Red beds are extensively used as evidence for an oxygenated atmosphere in the Paleoproterozoic. Red beds in the unmetamorphosed, *ca*. 2.15 Ga FA Formation of the Franceville Basin, Gabon were geochemically, petrographically, and mineralogically characterized to constrain the process of their formation and their relationship to atmospheric oxygenation in the early Paleoproterozoic. Petrographic observations indicate that ferric oxides are dispersed in clay filling intergranular pores and along platy cleavage in altered phyllosilicates. Grain-coating hematite is generally rare to absent in most samples suggesting hematite precipitation after sediment deposition and during burial diagenesis. Textures and geochemical data suggest that iron was likely sourced internally by alteration of iron-bearing minerals such as biotite and chlorite in sediments and redistributed in rocks during late diagenesis. Positive correlation between Fe/Mg ratio and δ^56^Fe values of bulk samples suggests mixing relationship with end members being authigenic hematite and iron-bearing silicates (biotite and chlorite). The lack of relationship between Fe^3+^/Fe~T~ ratios and iron isotope compositions suggest that the isotopically heavy iron oxide was already present in the sediments during early diagenesis, and was incorporated into green (reduced) facies that likely replaced red facies during diagenesis and burial. Large range of δ^56^Fe values extending towards positive values, up to +1 permil, is similar to that observed in Archean and Paleoproterozoic iron formations or modern groundwater-derived Fe-oxyhydroxides, suggesting partial oxidation of Fe under mildly oxidizing conditions during early diagenesis.

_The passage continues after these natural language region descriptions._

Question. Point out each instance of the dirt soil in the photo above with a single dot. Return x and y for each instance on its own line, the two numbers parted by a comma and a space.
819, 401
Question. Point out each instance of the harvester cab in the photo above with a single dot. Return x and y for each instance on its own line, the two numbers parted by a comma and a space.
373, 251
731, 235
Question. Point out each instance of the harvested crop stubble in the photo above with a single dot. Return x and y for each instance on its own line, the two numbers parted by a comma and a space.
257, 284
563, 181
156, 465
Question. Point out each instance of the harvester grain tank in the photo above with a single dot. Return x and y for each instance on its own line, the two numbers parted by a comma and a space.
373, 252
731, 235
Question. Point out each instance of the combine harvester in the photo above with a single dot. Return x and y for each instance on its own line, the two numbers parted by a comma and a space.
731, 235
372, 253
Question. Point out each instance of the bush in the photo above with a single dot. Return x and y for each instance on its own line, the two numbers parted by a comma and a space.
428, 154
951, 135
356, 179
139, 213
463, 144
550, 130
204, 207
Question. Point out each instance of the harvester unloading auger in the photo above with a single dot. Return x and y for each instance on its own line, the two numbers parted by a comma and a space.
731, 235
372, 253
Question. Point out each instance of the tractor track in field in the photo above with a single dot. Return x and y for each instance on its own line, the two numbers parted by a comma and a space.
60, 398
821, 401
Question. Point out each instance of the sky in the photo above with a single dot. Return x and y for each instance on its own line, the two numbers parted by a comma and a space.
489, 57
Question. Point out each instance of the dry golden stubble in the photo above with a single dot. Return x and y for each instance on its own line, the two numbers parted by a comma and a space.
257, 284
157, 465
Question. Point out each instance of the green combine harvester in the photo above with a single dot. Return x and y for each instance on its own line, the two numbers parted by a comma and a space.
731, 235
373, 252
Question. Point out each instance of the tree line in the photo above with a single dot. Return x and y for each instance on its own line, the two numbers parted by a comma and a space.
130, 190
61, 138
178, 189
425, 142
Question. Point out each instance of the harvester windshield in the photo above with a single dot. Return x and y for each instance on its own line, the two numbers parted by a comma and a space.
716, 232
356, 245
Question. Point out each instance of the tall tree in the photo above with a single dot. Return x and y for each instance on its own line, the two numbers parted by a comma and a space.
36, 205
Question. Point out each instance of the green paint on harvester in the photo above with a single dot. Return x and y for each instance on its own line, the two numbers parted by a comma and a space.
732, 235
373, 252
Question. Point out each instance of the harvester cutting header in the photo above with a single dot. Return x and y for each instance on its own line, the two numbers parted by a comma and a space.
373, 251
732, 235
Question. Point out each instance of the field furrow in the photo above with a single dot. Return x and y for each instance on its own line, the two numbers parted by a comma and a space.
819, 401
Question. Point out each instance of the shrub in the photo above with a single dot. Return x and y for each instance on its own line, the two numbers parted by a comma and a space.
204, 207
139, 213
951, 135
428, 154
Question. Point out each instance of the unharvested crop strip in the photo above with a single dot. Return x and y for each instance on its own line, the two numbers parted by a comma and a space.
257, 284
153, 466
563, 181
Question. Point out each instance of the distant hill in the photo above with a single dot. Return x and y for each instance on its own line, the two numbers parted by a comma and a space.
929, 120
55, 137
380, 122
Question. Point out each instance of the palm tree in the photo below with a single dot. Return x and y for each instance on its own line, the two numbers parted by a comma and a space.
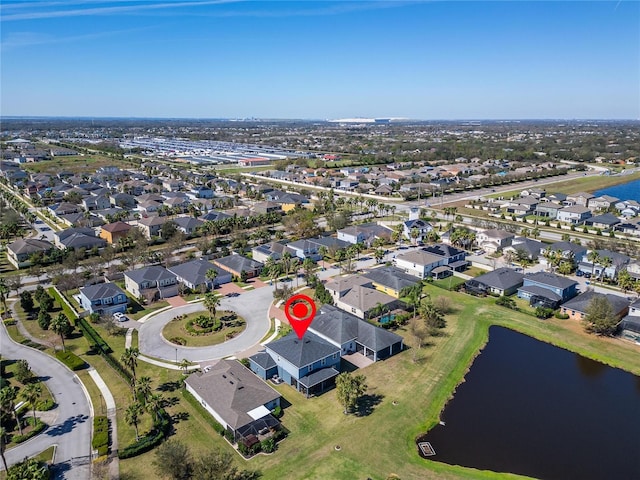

In addition, positive correlation between Cr/Fe ratios and iron isotope values, especially in the fine-grained sandstones and mudstones, is evidence for authigenic Cr enrichment under locally mildly-reducing conditions in a fluvial setting and strongly oxidizing conditions during weathering and riverine transport. Uranium released from the lower, fluvial oxidized sandstones and added to the reduced sandstones and silty mudstones in the upper tidal-deltaic sediments potentially resulted in a uranium mineralization of a sandstone-type in the FA Formation of the Franceville Basin.